Mercury Porosimeters
The new PASCAL line
Following on from the successful PORO 2000
and 4000 instruments, the PASCAL instruments have introduced a new
level of automation and analytical quality. The mercury porosimetry
technique is one of the most useful methods to investigate the porous
structure of solid samples in a quantitative way. It provides reliable
information about pore size/volume distribution, bulk and apparent
density and specific surface for most porous materials, regardless
of their nature and shape. Mercury porosimetry analysis is based on
the intrusion of mercury into the solid material porous structure
under controlled pressurization. The pressurization procedure is critical
to the accuracy and speed of the analysis because a certain equilibrium
time is required for the mercury to fill pores at each pressure. This
depends on the external pore access diameter and on the shape and
complexity of the pore geometry. In principle, it is impossible to
know which pressure rate is the most suitable for an unknown sample
because an excessively high pressurization rate gives wrong results
since the pores are not completely filled at the corresponding real
intrusion pressure. On the contrary a low pressurization speed wastes
valuable laboratory time.
Pascal fits your sample
The solution is the Pressurization by Automatic
Speed-up and Continuous Adjustment Logic, or, in short, PASCAL, a
new operating principle developed by the Microstructure department
of ThermoFinnigan Italy and used in the new generation of automatic
mercury porosimeters of the Pascal series. The PASCAL method automatically
determines the correct pressurization speed according to the presence
of pores and to the real penetration rate of mercury into the pores,
thereby eliminating dead times during the analysis.
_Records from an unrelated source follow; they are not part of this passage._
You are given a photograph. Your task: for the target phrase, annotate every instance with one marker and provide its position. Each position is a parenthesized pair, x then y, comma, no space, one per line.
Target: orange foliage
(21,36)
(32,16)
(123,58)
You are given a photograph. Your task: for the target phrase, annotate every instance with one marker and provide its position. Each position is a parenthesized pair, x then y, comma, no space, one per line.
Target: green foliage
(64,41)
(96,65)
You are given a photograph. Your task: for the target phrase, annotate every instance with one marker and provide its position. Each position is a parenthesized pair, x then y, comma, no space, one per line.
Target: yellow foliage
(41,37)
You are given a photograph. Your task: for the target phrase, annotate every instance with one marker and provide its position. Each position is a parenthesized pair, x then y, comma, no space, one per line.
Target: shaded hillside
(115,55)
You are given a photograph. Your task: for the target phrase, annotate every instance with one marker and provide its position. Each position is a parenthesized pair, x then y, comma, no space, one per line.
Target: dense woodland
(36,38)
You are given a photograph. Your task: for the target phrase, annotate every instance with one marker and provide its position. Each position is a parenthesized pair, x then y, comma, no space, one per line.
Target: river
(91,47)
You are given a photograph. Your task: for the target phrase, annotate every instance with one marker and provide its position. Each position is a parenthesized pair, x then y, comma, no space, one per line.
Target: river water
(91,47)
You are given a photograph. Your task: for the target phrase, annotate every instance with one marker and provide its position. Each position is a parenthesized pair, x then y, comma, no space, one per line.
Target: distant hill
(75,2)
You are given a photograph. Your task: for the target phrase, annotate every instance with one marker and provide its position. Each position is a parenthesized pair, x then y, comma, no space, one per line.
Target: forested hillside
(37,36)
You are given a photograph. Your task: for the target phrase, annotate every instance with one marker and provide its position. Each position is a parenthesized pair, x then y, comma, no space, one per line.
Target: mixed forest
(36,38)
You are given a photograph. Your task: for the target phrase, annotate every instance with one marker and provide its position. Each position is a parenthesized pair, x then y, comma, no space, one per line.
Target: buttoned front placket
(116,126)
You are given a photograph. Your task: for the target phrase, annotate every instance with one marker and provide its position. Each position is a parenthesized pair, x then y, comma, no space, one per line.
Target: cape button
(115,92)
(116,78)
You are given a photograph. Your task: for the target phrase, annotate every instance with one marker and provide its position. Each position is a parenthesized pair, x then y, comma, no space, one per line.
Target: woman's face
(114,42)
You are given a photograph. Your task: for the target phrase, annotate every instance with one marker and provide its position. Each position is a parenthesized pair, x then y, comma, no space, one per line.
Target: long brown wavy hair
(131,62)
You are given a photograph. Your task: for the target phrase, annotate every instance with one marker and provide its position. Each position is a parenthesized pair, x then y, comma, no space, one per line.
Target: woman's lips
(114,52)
The PASCAL method
combines all the benefits in one system:
- Optimum information quality at every speed
- Minimum analysis time
- Highest resolution
Pascal does it faster than ever!
The pressurization starts 'softly' and, if
no pores are detected, the speed of pressurization increases quickly
to a maximum fixed speed. Nine speed characteristics are available
covering different application fields and analytical purposes. When
a speed from 1 to 9 is selected, the maximum speed is function of
the actual pressure detected over the sample according to a matrix
of values developed by the Microstructure staff; the higher is the
pressure the higher is the maximum pressurization speed allowed.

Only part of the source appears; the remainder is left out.